Load and manage tail distribution datasets.

This class provides functionality to load datasets either from the package’s built-in data directory using a name, or from a custom path provided by the user.

Parameters:
namestr, optional

Name of a built-in dataset to load (without file extension). Must be provided if path is None.

pathstr, optional

Path to a custom dataset file. If provided, this takes precedence over name.

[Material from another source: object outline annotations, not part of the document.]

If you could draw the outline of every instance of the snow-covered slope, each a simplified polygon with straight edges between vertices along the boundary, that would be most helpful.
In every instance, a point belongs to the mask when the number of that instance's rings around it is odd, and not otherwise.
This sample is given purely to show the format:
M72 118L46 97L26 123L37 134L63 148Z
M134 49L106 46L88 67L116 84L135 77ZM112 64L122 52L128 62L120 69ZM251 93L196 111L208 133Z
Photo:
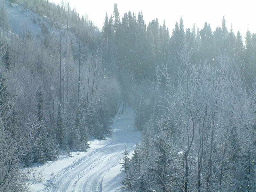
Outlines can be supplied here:
M13 4L10 6L9 2L6 1L4 9L8 16L8 24L10 30L14 33L24 36L29 31L34 36L40 35L42 32L42 25L51 31L46 20L28 10L26 10L21 5ZM33 20L36 23L33 22Z
M126 148L132 152L140 141L140 133L134 131L133 125L134 116L133 112L127 108L125 114L117 115L113 120L113 133L107 140L94 140L86 152L74 152L73 157L62 156L36 167L36 172L30 173L30 191L120 191L124 176L120 164L124 150ZM33 177L38 178L38 182L32 180Z

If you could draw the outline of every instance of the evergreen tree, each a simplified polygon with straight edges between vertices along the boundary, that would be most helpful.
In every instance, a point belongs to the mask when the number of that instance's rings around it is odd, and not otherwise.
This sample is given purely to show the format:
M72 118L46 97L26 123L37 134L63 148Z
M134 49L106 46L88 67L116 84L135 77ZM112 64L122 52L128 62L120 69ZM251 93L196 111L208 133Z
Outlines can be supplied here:
M115 3L114 4L114 10L113 11L115 20L114 23L114 31L115 33L117 32L119 29L119 26L121 24L120 22L120 17L119 16L119 12L117 9L117 4Z
M65 130L60 110L60 105L59 105L58 108L56 131L57 143L60 148L64 149L65 147Z
M44 99L42 90L42 87L39 86L38 90L36 93L37 97L37 104L36 104L36 111L38 120L39 122L42 121L44 119Z
M122 171L126 172L130 168L130 158L129 157L130 153L128 153L128 151L126 149L126 148L124 149L124 151L123 154L124 155L124 158L123 159L124 161L121 163L121 164L122 165L122 168L124 169Z
M243 43L243 38L240 35L240 32L238 31L236 34L235 44L235 55L236 59L238 62L242 63L243 59L243 54L244 51L244 46Z

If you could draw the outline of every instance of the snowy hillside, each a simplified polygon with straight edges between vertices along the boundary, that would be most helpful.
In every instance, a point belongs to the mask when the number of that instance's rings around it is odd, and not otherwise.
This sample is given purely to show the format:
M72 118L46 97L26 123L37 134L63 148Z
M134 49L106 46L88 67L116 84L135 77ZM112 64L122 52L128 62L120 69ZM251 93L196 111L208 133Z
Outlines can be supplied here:
M86 152L73 152L73 157L61 156L58 160L34 167L30 174L30 191L119 191L124 176L120 164L124 150L126 148L131 152L140 141L140 133L133 125L134 117L127 108L113 119L113 133L106 140L93 140Z
M24 35L28 31L34 36L40 35L42 32L42 25L50 29L47 22L48 18L38 16L22 5L6 1L4 9L8 15L8 23L10 30L18 35Z

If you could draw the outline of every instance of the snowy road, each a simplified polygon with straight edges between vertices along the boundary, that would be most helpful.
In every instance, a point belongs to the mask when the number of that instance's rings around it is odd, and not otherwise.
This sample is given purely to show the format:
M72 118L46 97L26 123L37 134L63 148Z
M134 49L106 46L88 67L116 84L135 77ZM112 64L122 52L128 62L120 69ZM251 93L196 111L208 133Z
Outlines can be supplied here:
M112 179L122 174L120 163L122 161L124 150L126 148L131 152L140 140L140 133L134 131L132 125L133 114L131 110L129 111L129 113L117 116L114 119L111 125L113 133L107 140L95 140L101 142L102 147L88 151L86 155L47 180L44 191L116 191L115 185L111 182L114 181L116 183L116 181ZM93 144L91 144L92 148ZM115 169L116 167L118 168ZM104 177L108 178L106 182ZM111 188L111 186L113 188Z

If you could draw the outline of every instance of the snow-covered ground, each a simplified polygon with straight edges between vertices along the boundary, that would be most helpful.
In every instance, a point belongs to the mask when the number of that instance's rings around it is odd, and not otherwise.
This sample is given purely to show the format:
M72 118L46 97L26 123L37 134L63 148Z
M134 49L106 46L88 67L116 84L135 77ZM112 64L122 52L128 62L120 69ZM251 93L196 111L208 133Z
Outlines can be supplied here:
M31 192L114 192L120 191L124 173L120 170L125 148L131 152L140 142L133 125L134 113L127 108L117 115L111 125L112 135L106 140L90 141L86 152L72 153L73 157L34 167L29 174Z

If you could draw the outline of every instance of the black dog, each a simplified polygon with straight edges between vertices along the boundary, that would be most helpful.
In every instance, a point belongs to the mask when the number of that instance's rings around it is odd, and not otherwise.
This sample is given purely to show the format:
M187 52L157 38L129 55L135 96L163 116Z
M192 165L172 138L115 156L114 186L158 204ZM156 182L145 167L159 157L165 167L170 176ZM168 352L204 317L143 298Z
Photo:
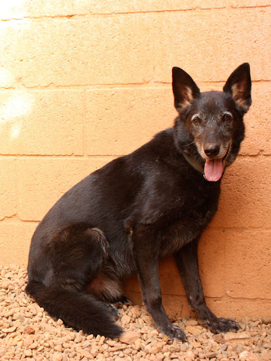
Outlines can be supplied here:
M237 330L205 304L198 243L217 208L220 180L244 137L251 104L248 63L223 92L201 93L182 69L172 70L173 128L90 174L51 209L32 237L26 291L52 317L88 334L119 336L112 305L127 299L121 283L138 274L157 329L183 340L162 304L158 261L174 254L190 306L215 332Z

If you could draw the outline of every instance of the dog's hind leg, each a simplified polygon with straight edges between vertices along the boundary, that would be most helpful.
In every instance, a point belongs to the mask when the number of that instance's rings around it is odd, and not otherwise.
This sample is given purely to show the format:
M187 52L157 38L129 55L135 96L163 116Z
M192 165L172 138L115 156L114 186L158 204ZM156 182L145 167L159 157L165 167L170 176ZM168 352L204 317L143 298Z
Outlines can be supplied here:
M40 257L32 262L32 252ZM107 254L107 240L99 230L82 224L66 227L47 245L45 252L35 246L31 250L25 290L68 326L95 336L119 336L122 329L113 322L107 305L85 293Z
M199 238L179 250L174 259L186 292L189 305L208 324L214 332L237 331L239 325L231 319L217 318L207 306L198 271L198 244Z

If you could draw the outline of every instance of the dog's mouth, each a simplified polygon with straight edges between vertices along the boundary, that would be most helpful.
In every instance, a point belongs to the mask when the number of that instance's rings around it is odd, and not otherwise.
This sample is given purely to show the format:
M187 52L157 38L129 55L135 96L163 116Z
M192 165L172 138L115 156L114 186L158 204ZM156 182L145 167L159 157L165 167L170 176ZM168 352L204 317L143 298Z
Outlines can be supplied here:
M217 182L222 176L226 159L228 157L230 144L223 158L214 158L206 159L204 165L204 176L210 182Z

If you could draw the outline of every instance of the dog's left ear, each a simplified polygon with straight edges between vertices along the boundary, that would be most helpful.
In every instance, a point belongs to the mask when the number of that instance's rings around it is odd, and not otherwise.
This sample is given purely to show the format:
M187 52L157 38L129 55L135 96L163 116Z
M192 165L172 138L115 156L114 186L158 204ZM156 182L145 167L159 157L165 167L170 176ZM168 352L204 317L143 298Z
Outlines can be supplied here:
M251 78L248 63L243 63L231 74L223 90L231 95L242 112L248 111L251 105Z
M172 68L172 90L174 106L179 113L190 106L194 98L200 95L200 90L192 78L176 66Z

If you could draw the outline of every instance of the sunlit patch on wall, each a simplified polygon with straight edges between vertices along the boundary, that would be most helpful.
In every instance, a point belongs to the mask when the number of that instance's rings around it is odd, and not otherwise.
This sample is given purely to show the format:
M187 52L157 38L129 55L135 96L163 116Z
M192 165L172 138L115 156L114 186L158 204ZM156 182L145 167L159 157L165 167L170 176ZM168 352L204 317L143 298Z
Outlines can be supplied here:
M13 75L6 69L0 66L0 84L2 87L11 87L15 82Z
M9 96L0 106L0 134L8 135L6 141L20 136L23 124L28 121L34 105L34 98L27 90L10 90Z
M26 0L8 0L0 1L0 13L2 19L20 19L28 15L24 8Z

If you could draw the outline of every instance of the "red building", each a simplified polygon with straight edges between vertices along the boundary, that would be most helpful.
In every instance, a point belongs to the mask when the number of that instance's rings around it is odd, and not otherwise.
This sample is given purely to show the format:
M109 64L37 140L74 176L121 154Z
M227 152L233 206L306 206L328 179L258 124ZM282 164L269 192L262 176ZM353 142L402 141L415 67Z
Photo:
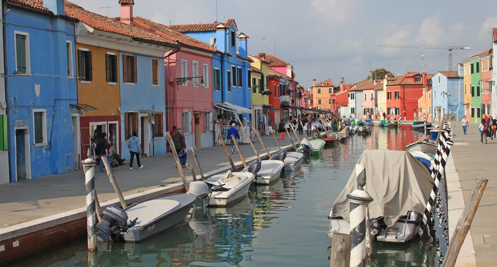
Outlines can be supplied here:
M387 115L398 119L406 111L408 120L414 119L417 100L423 95L423 88L431 89L433 75L409 72L387 85Z

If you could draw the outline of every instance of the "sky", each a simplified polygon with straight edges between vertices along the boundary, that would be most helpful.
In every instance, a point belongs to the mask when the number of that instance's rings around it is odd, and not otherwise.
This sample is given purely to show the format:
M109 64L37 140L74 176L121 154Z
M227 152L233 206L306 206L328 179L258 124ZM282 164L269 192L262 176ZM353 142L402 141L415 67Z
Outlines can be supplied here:
M85 9L120 16L118 0L72 0ZM212 23L216 0L135 0L134 15L166 25ZM235 18L249 36L248 52L275 54L294 67L304 87L335 85L384 68L394 75L447 70L448 51L379 47L380 44L464 46L453 63L492 48L495 0L217 0L217 20ZM108 7L108 8L107 8ZM454 68L454 70L456 69Z

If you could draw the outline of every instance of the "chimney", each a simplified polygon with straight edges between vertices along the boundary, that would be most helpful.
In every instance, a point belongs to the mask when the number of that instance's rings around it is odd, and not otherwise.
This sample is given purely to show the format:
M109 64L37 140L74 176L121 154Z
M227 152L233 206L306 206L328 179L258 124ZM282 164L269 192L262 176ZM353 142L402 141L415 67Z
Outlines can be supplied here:
M43 6L50 9L55 15L66 14L64 0L43 0Z
M128 25L133 25L133 6L135 4L133 0L119 0L121 4L121 22Z
M426 86L428 85L428 78L426 77L426 73L423 72L421 75L422 76L422 81L423 81L423 86Z

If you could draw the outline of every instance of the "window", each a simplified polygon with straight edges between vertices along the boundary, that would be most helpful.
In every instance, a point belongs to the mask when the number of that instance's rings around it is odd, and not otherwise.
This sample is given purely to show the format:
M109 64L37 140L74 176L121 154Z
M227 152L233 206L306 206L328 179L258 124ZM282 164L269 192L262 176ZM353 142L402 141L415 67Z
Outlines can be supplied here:
M183 130L185 133L191 132L191 112L183 111Z
M198 77L198 62L192 61L191 62L191 75L193 77ZM198 87L198 78L192 78L192 85L193 87Z
M242 76L242 68L238 68L237 70L238 71L238 87L242 87L242 85L243 84L243 77Z
M184 78L188 77L188 61L181 60L181 78ZM184 81L181 84L183 86L188 86L188 80Z
M105 72L107 83L117 83L117 56L113 53L105 55Z
M208 84L207 84L208 85ZM219 69L214 69L214 90L221 90L221 71Z
M45 109L33 109L34 144L47 144L47 112Z
M204 78L204 87L209 88L209 65L204 64L202 65L202 77Z
M91 51L80 48L78 50L78 76L82 82L93 80L91 68Z
M163 124L162 113L155 114L154 116L154 124L152 124L152 131L154 137L162 137L164 136L164 126Z
M29 35L15 31L15 72L31 73L29 63Z
M67 59L67 76L73 78L74 71L73 67L73 43L71 41L66 41L66 56Z
M159 60L152 59L152 85L159 85Z
M231 85L233 87L236 87L237 85L237 67L234 66L231 66Z
M123 55L123 80L124 83L138 83L138 77L137 74L136 57Z
M235 46L235 43L237 42L236 37L235 36L235 32L233 31L231 31L231 46Z

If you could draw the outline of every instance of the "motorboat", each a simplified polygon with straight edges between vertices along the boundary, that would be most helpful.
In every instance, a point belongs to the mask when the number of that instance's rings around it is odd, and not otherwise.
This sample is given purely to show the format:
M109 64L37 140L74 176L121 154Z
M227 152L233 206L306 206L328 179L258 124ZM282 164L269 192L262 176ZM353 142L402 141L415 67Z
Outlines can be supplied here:
M249 172L250 165L244 168L242 172ZM255 175L255 183L267 184L275 181L279 178L281 171L285 167L282 161L267 160L262 161L260 169Z
M326 142L325 140L320 139L311 139L308 140L304 138L300 142L300 145L297 148L297 152L301 152L303 150L310 149L309 155L319 155L323 152L323 148Z
M193 181L187 193L156 196L125 208L108 206L100 213L97 239L100 242L139 242L183 222L192 206L206 204L209 193L206 183ZM129 222L128 218L131 219Z
M368 205L372 236L377 241L393 243L416 238L433 184L425 166L407 151L382 150L365 150L358 163L364 165L364 189L373 199ZM329 236L349 233L347 195L358 188L356 171L330 211Z
M207 199L208 206L226 206L247 195L248 188L260 170L261 161L256 160L248 166L248 172L212 176L204 180L209 185L211 193Z
M426 141L419 141L406 146L406 150L409 152L421 151L429 155L434 155L436 153L437 145L434 143Z

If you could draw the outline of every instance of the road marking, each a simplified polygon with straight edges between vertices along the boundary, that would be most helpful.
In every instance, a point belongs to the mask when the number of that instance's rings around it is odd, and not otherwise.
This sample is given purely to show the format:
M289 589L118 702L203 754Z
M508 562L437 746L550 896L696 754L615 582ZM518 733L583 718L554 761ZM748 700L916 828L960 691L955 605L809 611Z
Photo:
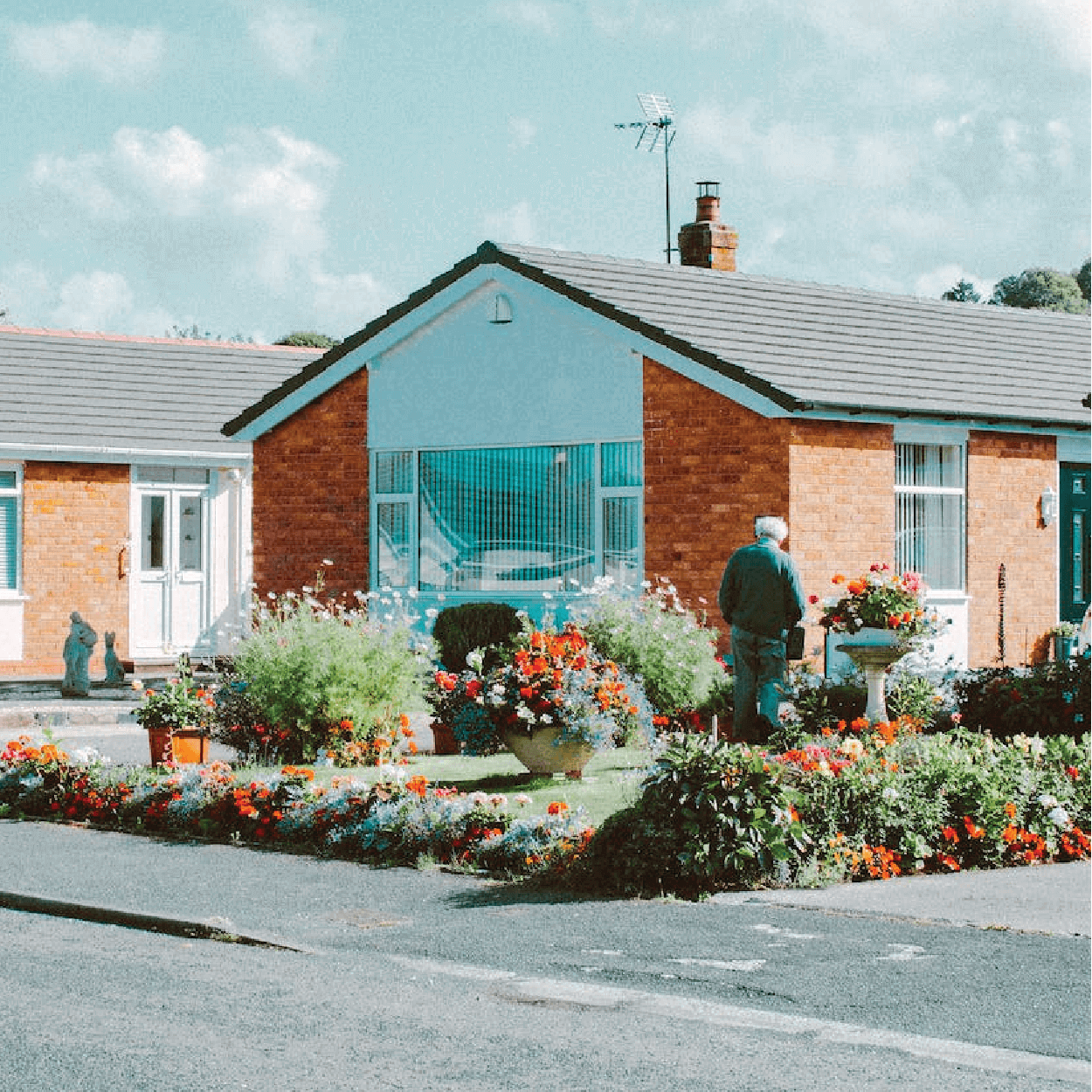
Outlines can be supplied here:
M821 1020L816 1017L796 1017L763 1009L746 1009L692 997L674 997L621 986L592 985L585 982L566 982L559 978L526 978L514 971L448 963L442 960L414 959L389 956L390 960L411 970L428 974L446 974L456 978L497 983L497 993L524 1005L555 1004L578 1008L626 1009L645 1016L690 1020L719 1028L738 1028L744 1031L764 1031L782 1035L808 1035L821 1043L869 1046L894 1051L919 1058L931 1058L953 1066L972 1066L992 1072L1011 1073L1016 1077L1034 1077L1040 1080L1069 1081L1088 1087L1092 1081L1092 1066L1075 1058L1058 1058L1045 1054L1030 1054L1005 1047L981 1046L952 1038L914 1035L882 1028Z
M894 949L887 956L877 956L876 962L882 963L888 960L893 963L909 963L911 960L918 959L933 959L931 956L925 954L924 948L918 948L917 945L888 945L888 948Z
M765 966L764 959L673 959L668 963L682 963L685 966L712 966L719 971L760 971Z
M822 940L818 933L792 933L788 929L779 928L776 925L752 925L756 933L764 933L771 937L784 937L786 940Z

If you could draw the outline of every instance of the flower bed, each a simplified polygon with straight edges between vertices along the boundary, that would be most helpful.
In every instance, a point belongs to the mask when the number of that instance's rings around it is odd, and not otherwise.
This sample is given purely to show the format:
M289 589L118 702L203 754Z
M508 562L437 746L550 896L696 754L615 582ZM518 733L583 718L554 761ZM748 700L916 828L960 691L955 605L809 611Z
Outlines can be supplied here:
M422 859L600 893L883 879L1089 856L1089 737L1009 741L915 722L828 728L773 752L707 735L666 743L631 808L598 832L558 802L459 793L406 768L316 784L287 765L116 770L23 737L0 751L0 817L87 822L336 855Z

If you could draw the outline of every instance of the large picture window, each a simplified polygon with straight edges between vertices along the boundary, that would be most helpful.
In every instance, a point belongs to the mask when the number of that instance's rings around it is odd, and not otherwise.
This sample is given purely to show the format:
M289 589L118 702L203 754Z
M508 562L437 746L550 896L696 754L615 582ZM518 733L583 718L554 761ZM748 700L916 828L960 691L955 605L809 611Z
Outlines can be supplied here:
M641 444L379 451L380 587L566 592L640 578Z
M963 591L963 446L895 444L895 566L933 590Z
M22 474L0 467L0 592L19 590L19 520Z

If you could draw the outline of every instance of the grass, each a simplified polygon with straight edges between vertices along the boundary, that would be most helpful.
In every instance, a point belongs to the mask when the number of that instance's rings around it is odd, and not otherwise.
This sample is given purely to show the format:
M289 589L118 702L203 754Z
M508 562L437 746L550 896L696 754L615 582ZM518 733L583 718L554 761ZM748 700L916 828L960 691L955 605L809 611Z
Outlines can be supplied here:
M488 793L507 796L513 807L513 797L525 794L532 803L525 806L529 815L544 815L555 800L570 808L583 807L589 822L598 827L607 816L632 804L641 791L641 780L650 763L650 755L641 747L619 747L600 751L584 768L579 781L569 781L563 774L543 776L527 773L519 759L508 751L483 758L463 755L417 755L402 767L407 776L428 779L434 785L453 786L463 793ZM280 772L280 767L236 768L240 780L252 778L268 780ZM373 765L336 769L317 767L317 782L329 784L334 778L356 778L373 782L379 770Z

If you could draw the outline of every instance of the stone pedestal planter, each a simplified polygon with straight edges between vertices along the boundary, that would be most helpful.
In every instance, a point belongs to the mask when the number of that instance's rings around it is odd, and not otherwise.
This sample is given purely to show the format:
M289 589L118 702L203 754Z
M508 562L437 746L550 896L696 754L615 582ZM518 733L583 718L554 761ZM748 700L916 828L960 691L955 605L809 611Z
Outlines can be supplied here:
M864 673L868 688L865 716L874 724L887 721L883 684L887 669L910 652L910 643L893 629L860 629L842 633L838 651L844 652Z
M530 734L503 729L505 746L532 773L563 773L578 780L591 761L595 748L591 744L565 740L558 743L560 728L551 725L533 728Z

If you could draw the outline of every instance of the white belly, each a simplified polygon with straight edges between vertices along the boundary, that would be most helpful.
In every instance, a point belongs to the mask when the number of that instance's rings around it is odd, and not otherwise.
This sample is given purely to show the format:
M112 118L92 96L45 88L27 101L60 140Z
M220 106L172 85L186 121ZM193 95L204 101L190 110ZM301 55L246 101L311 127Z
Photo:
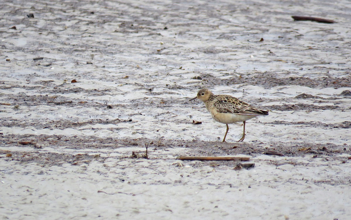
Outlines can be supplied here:
M220 113L218 112L211 112L213 119L221 123L229 124L242 122L254 118L257 115L238 115L234 113Z

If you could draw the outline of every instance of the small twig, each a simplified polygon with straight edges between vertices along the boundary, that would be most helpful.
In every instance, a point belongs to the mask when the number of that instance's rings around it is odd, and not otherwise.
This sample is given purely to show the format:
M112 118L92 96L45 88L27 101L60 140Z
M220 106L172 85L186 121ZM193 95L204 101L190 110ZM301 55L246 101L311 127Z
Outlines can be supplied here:
M285 157L285 155L282 153L279 153L279 152L277 152L274 151L265 151L263 152L263 153L266 154L270 154L272 155L278 155L278 156L282 156L283 157Z
M35 61L36 60L42 60L44 59L44 57L36 57L35 58L33 58L33 60Z
M182 160L249 160L249 157L180 156L176 158Z
M147 159L149 159L149 157L147 156L147 145L146 144L145 144L145 147L146 149L146 150L145 151L146 152L145 152L145 157Z
M329 20L324 18L314 18L314 17L308 17L307 16L291 16L295 21L317 21L320 23L333 23L335 22L333 20Z

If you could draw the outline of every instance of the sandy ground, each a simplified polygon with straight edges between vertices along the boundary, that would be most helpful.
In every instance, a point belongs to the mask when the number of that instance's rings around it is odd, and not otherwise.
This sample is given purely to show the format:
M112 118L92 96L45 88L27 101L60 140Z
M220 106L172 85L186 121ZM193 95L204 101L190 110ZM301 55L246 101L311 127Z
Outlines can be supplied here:
M0 3L2 219L350 219L349 1L56 1Z

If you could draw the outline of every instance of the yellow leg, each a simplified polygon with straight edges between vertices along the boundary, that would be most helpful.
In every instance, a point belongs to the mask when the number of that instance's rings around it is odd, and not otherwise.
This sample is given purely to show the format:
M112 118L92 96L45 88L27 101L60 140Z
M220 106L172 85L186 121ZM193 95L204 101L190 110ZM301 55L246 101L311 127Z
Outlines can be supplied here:
M227 124L225 124L227 125L227 131L225 132L225 135L224 135L224 138L223 139L223 140L222 141L222 142L225 142L225 137L227 137L227 134L228 133L228 131L229 130L229 127L228 126Z
M238 142L243 142L243 141L244 140L244 139L245 139L245 135L246 135L245 134L245 123L246 123L246 122L245 122L245 121L244 121L244 132L243 132L243 137L241 137L241 138L240 138L240 140L239 140L238 141Z

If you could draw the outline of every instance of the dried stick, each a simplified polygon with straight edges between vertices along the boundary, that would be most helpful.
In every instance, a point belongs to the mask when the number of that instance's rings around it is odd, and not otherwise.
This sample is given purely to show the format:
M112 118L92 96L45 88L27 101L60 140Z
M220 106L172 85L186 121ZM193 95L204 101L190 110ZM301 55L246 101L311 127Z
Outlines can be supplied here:
M249 160L249 157L180 156L176 158L182 160Z
M317 21L320 23L335 23L333 20L329 20L324 18L314 18L314 17L308 17L307 16L291 16L295 21Z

Must be provided if name is None.

Attributes:
namestr or None

Name of the dataset if a built-in dataset was loaded.

pathstr or None

Path to the dataset file if a custom dataset was loaded.

datanumpy.ndarray

The loaded dataset as a numpy array.

Examples

Load a built-in dataset:

>>> data = TailData(name='CAIDA_KONECT')
>>> print(len(data.data))

Load a custom dataset:

>>> data = TailData(path='path/to/my/data.dat')
>>> print(len(data.data))
__repr__()[source]#

Return a string representation of the TailData object.

Returns:
str

String representation including the data source and length.

load_data()[source]#

Load data from either a built-in dataset or a custom file path.

Returns:
numpy.ndarray

The loaded dataset as a numpy array.

Raises:
FileNotFoundError

If the specified dataset file cannot be found.